In ’t kort: Olympische Spelen 1992, Barcelona. Voor het
eerst doen Amerikaanse profs mee in het baskettoernooi. En niet zomaar profs,
maar de absolute sterren van de NBA: Michael Jordan, Magic Johnson, Larry Bird,
Charles Barkley, Clyde Drexler, Chris Mullin en consoorten. Ze staan bekend als
het Dream Team.

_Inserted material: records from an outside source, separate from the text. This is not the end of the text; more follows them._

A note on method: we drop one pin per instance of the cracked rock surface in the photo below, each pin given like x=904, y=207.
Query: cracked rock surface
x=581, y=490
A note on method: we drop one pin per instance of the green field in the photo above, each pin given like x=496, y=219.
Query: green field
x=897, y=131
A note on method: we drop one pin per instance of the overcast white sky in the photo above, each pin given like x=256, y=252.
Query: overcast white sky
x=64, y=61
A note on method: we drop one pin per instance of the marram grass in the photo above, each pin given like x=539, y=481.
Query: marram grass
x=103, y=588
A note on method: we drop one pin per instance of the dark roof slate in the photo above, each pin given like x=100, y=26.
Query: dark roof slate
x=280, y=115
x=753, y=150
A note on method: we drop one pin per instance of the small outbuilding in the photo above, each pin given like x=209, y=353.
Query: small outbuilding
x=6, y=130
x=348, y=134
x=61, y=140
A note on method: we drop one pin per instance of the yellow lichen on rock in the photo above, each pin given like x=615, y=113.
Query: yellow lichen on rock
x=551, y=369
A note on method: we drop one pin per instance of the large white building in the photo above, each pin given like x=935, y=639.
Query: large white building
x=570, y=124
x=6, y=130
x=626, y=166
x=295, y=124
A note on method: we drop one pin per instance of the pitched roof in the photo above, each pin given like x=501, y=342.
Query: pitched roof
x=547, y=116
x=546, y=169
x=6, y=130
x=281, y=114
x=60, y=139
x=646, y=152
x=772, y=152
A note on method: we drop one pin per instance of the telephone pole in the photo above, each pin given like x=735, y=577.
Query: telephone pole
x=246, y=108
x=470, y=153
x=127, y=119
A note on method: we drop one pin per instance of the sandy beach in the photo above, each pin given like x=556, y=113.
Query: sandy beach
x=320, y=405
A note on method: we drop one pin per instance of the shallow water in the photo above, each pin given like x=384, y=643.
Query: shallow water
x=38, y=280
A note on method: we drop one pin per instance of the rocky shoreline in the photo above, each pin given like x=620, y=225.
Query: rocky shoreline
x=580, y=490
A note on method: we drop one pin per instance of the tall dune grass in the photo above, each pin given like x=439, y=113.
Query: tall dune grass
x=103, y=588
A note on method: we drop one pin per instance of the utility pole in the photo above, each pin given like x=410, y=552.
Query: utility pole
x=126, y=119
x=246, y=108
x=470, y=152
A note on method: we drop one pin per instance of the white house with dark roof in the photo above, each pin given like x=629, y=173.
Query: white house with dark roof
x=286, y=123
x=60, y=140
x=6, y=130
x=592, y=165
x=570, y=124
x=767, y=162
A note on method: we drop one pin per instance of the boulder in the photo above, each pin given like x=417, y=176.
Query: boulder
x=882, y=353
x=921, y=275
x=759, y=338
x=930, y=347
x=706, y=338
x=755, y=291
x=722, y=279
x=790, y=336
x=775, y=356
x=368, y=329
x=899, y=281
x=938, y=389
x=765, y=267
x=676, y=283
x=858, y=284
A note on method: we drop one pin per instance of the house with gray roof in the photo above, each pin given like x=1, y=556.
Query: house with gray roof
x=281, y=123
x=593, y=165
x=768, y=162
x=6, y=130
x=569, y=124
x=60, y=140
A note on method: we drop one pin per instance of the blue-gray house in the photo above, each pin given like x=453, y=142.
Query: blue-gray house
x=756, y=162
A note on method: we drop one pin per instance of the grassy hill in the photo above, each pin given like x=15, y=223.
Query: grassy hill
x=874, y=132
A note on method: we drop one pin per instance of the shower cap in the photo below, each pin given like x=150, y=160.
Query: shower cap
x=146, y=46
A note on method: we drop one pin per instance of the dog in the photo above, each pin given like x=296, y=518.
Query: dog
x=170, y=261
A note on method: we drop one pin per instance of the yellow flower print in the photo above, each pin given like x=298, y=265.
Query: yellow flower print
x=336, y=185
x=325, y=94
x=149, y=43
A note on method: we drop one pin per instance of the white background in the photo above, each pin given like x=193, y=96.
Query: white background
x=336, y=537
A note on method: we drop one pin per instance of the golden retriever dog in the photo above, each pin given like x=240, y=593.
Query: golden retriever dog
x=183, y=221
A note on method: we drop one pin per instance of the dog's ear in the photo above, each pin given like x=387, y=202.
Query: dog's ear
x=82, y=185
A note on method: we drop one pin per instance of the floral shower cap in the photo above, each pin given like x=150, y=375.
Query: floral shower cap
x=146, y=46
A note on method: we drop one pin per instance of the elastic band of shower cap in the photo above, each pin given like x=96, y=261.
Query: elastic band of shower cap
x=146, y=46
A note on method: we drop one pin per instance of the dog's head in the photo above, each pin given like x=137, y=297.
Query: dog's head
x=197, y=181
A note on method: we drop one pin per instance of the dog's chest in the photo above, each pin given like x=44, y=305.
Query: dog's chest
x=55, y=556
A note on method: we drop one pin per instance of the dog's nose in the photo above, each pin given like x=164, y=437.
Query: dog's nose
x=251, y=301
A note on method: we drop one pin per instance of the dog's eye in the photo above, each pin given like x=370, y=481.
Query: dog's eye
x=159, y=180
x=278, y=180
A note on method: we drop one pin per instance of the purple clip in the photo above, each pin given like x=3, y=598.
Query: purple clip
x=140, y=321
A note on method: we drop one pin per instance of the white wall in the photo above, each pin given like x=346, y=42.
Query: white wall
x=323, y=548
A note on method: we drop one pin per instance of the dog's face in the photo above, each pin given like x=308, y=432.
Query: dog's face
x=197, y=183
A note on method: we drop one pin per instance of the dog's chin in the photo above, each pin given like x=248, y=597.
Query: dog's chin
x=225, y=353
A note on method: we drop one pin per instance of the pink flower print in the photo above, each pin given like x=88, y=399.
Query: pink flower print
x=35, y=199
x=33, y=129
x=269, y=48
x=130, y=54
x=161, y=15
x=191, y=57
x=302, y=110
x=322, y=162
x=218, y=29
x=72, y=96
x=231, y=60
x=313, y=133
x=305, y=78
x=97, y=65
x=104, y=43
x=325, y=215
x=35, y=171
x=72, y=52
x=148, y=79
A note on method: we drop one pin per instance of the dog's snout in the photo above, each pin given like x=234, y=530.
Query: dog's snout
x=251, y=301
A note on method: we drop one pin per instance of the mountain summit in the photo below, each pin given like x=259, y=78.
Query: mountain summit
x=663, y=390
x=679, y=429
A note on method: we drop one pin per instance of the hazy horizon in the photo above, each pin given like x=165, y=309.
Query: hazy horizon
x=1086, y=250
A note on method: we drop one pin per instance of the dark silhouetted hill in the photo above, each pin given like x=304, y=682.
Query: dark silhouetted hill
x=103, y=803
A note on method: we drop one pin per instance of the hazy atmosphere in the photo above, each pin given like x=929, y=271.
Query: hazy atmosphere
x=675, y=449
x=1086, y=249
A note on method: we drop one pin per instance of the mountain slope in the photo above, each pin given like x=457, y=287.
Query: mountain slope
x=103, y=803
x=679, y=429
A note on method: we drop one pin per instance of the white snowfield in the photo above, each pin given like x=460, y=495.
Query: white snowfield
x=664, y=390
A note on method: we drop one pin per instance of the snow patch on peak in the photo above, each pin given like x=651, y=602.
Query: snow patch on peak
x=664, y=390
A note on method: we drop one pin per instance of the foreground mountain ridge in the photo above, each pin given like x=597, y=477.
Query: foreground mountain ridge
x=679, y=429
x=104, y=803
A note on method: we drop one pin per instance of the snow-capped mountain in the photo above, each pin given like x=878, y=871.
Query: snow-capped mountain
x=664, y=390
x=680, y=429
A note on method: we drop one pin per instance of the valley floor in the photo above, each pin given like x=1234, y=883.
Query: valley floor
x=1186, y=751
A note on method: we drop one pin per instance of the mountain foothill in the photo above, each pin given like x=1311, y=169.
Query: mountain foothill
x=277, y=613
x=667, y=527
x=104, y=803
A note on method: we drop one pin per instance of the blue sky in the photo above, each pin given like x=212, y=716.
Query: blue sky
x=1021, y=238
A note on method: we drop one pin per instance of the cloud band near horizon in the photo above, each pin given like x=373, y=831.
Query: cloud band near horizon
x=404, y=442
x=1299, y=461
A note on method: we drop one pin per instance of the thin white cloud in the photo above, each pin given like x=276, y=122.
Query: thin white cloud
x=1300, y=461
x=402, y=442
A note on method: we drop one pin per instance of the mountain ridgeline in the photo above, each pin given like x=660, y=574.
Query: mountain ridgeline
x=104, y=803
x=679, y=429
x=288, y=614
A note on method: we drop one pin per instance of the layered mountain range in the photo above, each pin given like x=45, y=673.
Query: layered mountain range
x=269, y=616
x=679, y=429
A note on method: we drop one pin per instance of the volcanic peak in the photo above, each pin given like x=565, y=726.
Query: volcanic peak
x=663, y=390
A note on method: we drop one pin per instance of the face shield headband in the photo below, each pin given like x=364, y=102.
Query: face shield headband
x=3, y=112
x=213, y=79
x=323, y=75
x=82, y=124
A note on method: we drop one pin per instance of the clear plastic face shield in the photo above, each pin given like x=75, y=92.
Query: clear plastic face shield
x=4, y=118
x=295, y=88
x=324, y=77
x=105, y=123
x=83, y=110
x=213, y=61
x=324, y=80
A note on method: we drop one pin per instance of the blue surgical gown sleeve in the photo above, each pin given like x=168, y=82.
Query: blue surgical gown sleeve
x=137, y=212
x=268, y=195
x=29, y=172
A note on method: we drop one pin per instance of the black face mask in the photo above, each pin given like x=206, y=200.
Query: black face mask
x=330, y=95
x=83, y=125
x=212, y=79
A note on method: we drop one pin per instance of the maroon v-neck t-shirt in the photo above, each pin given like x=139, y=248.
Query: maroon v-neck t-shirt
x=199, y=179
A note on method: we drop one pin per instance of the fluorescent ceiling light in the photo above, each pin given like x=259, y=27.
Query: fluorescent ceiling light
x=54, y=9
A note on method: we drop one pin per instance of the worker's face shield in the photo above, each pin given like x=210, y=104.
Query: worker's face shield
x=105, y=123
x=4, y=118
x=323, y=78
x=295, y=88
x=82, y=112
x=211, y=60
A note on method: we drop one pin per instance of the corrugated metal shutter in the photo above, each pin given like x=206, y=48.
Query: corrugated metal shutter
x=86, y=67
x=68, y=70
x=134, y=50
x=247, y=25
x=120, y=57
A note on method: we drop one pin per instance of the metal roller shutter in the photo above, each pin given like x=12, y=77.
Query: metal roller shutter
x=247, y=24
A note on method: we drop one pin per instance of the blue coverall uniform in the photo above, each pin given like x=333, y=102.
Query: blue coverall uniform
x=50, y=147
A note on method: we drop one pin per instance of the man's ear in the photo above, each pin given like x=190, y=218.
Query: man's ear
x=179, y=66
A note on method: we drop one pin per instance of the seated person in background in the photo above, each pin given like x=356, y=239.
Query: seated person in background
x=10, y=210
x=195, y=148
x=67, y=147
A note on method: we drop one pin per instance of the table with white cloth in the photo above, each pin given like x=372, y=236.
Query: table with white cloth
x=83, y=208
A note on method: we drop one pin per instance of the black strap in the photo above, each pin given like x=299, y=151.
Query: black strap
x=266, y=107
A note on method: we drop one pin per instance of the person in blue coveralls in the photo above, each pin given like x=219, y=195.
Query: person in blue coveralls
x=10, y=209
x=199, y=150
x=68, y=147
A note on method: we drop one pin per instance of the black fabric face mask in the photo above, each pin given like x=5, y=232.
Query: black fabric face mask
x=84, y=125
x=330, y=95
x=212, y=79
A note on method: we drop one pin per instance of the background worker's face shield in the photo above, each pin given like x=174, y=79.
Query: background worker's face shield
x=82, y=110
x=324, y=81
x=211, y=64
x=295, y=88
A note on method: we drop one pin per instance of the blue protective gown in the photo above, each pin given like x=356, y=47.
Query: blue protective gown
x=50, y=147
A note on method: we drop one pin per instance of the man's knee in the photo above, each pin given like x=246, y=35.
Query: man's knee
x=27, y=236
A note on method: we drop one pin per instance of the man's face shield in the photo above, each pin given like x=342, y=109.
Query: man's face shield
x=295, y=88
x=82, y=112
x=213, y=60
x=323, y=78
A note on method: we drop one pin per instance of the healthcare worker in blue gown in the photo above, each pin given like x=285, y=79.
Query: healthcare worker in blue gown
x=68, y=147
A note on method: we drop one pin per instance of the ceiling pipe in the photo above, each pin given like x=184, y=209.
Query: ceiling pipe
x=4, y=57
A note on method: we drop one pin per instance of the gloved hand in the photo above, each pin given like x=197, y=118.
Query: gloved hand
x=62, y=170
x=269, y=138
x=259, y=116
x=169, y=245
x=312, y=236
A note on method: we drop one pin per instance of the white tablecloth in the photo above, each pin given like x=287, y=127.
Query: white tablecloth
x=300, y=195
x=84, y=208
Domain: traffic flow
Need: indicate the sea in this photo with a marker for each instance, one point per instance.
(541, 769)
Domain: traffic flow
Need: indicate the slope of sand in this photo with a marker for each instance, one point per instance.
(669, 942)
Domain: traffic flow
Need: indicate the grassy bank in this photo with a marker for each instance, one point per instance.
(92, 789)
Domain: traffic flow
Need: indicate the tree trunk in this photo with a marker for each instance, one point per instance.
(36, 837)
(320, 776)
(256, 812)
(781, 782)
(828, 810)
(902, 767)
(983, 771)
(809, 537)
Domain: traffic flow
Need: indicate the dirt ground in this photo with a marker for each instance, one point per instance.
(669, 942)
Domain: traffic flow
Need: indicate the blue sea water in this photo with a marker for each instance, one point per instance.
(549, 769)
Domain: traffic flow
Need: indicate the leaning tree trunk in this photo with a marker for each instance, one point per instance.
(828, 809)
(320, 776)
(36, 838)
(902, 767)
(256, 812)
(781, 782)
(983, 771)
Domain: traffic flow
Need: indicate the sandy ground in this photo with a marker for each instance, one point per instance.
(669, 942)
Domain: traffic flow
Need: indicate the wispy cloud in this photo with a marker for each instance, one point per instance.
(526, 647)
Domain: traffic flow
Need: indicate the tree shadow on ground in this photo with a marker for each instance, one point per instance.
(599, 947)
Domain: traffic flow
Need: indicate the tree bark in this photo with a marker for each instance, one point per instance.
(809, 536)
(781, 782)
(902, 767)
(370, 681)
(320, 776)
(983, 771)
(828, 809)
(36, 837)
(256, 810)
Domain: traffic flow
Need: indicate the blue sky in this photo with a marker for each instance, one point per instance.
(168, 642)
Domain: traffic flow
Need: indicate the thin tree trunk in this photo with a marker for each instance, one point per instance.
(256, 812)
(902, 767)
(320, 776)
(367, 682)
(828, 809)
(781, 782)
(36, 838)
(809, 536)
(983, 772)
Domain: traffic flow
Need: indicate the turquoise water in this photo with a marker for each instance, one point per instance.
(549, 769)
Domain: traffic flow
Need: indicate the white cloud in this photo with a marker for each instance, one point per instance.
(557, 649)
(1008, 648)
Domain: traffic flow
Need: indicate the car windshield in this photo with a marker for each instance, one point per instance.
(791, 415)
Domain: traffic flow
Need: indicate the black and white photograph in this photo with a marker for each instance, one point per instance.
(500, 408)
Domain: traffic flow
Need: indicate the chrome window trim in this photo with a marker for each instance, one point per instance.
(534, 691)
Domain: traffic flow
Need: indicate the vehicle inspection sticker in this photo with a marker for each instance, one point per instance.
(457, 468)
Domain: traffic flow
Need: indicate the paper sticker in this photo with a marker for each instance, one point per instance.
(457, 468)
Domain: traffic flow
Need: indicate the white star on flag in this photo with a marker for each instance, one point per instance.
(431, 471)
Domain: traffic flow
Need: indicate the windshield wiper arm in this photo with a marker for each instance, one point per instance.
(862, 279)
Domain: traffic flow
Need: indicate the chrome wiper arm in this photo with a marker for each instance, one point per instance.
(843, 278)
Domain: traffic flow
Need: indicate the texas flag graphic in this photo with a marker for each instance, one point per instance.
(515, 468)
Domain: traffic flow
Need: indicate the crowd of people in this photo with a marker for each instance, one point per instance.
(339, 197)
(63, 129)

Uiteraard winnen ze
het toernooi op één been (coach Chuck Daly nam niet één time-out, en in de
finale werd Kroatië geklopt met liefst 33 punten verschil), maar het boek
focust niet alleen op de wedstrijden, integendeel zelfs.
McCallum vertelt het volledige verhaal van het Dream Team, vanaf het fiat van de wereldbasketbond over het
gepalaver omtrent de samenstelling het team, het kwalificatietoernooi in Portland
en de Spelen zelf, tot de terugkeer in de USA.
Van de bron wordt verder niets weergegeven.